I am starting to collect supplies for my first vivarium. I've attached a photo below from vivaria.nl. I wanted to know how one would go about creating the interesting shoreline. Thanks for your help in advance...Lee

http://www.vivaria.nl/photogallery/assets/vi-30.jpg


----------



## Vermfly (Jun 6, 2010)

That looks like a pretty ambitious project for a first viv. I'm in the middle of making my first one and it's harder than it looks.


----------



## zBrinks (Jul 16, 2006)

I would lay you odds that the shoreline is constructed with peat bricks.


----------



## lking31646 (Jul 6, 2010)

Peat bricks. Interesting. I'll do some research on those. Thanks for the information.


----------



## tachikoma (Apr 16, 2009)

They have a link right on their page on how to build a viv like theirs. It is basically just peat bricks cut to shape and that's really it. They have one of them cut out to fit a small filter in for the water and that's all it is. 

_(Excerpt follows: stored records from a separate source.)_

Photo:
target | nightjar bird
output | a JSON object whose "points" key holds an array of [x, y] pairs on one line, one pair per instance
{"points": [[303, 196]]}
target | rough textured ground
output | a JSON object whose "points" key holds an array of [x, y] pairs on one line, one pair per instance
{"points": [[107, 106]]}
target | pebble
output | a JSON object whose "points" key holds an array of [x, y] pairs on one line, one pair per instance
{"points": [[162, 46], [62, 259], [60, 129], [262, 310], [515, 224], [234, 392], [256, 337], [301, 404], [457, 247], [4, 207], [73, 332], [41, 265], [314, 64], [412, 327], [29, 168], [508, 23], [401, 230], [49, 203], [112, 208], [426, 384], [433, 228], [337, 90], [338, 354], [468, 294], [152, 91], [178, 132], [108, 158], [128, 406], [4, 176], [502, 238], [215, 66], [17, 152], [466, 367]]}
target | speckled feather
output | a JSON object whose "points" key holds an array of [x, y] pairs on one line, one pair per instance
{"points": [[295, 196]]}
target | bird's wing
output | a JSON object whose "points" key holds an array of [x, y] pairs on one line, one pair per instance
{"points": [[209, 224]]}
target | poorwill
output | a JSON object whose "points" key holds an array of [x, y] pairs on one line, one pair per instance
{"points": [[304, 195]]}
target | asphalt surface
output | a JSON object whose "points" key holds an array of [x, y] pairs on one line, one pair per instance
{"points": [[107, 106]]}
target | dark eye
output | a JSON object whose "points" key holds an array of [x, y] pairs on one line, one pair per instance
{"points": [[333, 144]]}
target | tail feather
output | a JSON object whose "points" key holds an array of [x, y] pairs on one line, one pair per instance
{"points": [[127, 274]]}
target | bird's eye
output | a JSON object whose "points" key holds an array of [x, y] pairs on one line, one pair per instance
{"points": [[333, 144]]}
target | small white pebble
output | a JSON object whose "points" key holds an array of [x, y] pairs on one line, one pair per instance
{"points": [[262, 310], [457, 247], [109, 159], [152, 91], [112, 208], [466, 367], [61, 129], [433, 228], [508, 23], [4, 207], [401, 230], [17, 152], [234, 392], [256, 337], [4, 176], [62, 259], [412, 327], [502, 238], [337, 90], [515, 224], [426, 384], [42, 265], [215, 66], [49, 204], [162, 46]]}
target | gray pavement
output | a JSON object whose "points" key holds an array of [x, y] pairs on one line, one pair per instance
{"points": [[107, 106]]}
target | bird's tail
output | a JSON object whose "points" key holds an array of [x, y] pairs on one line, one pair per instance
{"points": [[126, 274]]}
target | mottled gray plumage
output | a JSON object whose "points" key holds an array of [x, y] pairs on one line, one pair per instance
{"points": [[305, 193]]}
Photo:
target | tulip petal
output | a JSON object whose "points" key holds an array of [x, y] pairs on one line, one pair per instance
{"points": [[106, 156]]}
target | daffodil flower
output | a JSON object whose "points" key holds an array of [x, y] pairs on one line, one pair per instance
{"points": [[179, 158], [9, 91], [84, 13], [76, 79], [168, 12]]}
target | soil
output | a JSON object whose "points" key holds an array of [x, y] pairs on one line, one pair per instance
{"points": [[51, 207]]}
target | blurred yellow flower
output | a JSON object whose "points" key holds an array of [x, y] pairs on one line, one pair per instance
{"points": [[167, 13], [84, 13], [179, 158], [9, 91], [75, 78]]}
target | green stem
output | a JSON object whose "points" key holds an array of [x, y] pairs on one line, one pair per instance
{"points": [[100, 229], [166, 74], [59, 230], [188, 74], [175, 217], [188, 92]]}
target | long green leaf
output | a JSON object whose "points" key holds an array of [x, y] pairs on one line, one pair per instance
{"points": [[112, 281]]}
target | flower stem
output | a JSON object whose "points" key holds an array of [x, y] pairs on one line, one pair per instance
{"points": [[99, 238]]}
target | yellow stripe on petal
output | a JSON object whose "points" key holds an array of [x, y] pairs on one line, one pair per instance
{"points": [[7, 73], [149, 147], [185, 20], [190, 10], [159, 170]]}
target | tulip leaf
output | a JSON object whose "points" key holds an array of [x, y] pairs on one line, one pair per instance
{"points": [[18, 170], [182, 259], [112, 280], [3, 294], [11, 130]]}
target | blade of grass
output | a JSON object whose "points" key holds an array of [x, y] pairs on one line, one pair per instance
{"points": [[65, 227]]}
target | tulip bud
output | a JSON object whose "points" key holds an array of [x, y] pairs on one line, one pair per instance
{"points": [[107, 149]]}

Vivaria Projects - landscaping your vivarium


----------



## Geckoguy (Dec 10, 2008)

Thats one of my favorite tanks good luck with your build.


----------



## ChrisK (Oct 28, 2008)

lking31646 said:


> Peat bricks. Interesting. I'll do some research on those. Thanks for the information.


Yeah you can only get those from EU now, and Vivaria isn't selling them anymore for some reason. I got some pieces left I use to separate land areas from water areas, they're great, I started using them in the 90s, I would use them for substrate again if I wasn't using clay substrates, they're too easy, just lay them on the glass bottom..


----------



## hexentanz (Sep 18, 2008)

ChrisK said:


> Yeah you can only get those from EU now, and Vivaria isn't selling them anymore for some reason. I got some pieces left I use to separate land areas from water areas, they're great, I started using them in the 90s, I would use them for substrate again if I wasn't using clay substrates, they're too easy, just lay them on the glass bottom..


A lot of places are out of stock currently. I am told it is because of droughts and because of this they are not allowed to collect.


----------